What you need to know:
- A report prepared by Ugandan technocrats led by Ernest Rubondo, commissioner for petroleum exploration and production, was used to argue the country’s case at the summit.
- Ugandan officials also argued that Tanzania had waived land fees, transit charges and taxes on the pipeline, but critics argue that such a deal is not economically-viable.
- Energy Cabinet Secretary Charles Keter now says Kenya will construct its pipeline transporting 600 million barrels of crude oil from the Lake Turkana Basin to Lamu for export.

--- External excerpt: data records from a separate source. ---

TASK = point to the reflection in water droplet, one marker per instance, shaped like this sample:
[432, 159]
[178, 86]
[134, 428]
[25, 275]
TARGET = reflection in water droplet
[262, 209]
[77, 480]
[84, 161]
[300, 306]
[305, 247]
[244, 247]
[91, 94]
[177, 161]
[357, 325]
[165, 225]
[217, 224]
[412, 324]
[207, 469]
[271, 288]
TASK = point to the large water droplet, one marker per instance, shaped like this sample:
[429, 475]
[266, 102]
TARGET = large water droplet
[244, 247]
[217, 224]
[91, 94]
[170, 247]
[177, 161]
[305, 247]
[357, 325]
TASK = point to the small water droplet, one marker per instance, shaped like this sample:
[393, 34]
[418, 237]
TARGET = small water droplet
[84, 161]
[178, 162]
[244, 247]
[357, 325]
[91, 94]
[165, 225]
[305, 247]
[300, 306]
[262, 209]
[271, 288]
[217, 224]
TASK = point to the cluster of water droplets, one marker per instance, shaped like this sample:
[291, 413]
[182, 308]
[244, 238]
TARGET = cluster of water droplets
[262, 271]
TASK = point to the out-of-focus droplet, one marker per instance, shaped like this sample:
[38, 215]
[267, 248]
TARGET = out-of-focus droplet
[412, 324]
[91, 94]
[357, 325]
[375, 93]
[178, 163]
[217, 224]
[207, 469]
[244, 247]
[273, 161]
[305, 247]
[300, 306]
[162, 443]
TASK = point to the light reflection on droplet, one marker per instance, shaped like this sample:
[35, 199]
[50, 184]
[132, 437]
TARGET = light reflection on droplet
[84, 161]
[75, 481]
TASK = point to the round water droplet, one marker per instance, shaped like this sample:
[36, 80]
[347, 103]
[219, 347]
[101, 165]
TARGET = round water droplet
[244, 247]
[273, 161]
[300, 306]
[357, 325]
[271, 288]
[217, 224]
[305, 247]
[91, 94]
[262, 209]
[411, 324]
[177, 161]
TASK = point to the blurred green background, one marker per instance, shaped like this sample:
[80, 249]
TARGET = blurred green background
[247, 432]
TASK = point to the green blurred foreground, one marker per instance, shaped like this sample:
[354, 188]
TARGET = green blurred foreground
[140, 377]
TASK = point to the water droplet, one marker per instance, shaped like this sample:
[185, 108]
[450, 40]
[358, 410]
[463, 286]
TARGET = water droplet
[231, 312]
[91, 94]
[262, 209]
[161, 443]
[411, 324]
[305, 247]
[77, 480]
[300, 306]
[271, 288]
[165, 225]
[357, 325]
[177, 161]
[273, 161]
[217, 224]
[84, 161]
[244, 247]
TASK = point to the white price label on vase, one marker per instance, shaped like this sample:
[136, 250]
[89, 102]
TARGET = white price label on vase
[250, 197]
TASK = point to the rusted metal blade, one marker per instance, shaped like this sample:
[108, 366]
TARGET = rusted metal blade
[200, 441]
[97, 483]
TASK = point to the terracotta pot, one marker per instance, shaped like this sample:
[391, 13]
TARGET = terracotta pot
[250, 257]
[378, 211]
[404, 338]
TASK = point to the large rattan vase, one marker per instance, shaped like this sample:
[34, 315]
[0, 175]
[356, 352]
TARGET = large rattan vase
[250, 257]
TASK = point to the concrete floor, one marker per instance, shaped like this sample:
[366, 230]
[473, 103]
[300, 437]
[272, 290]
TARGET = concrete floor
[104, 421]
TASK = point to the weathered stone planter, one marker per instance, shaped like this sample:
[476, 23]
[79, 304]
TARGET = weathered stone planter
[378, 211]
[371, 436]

Despite Uganda leaving out Kenya in the pipeline project by opting for the Tanzania route, Energy Cabinet Secretary Charles Keter now says Kenya will construct its pipeline transporting 600 million barrels of crude oil from the Lake Turkana Basin to Lamu for export.
However, a map by the Kenyan technical teams involved in the oil discussions states that Kenya would incur more costs of Sh1418.90 as tariff while transporting oil per barrel.
This is because of the low volume of oil being transported from Lokichar to Lamu.
If it could have shared the pipeline with Uganda through the northern route, Kenya could have incurred Sh713.50 as tariff for transporting oil per barrel while the former could incur Sh1272.96.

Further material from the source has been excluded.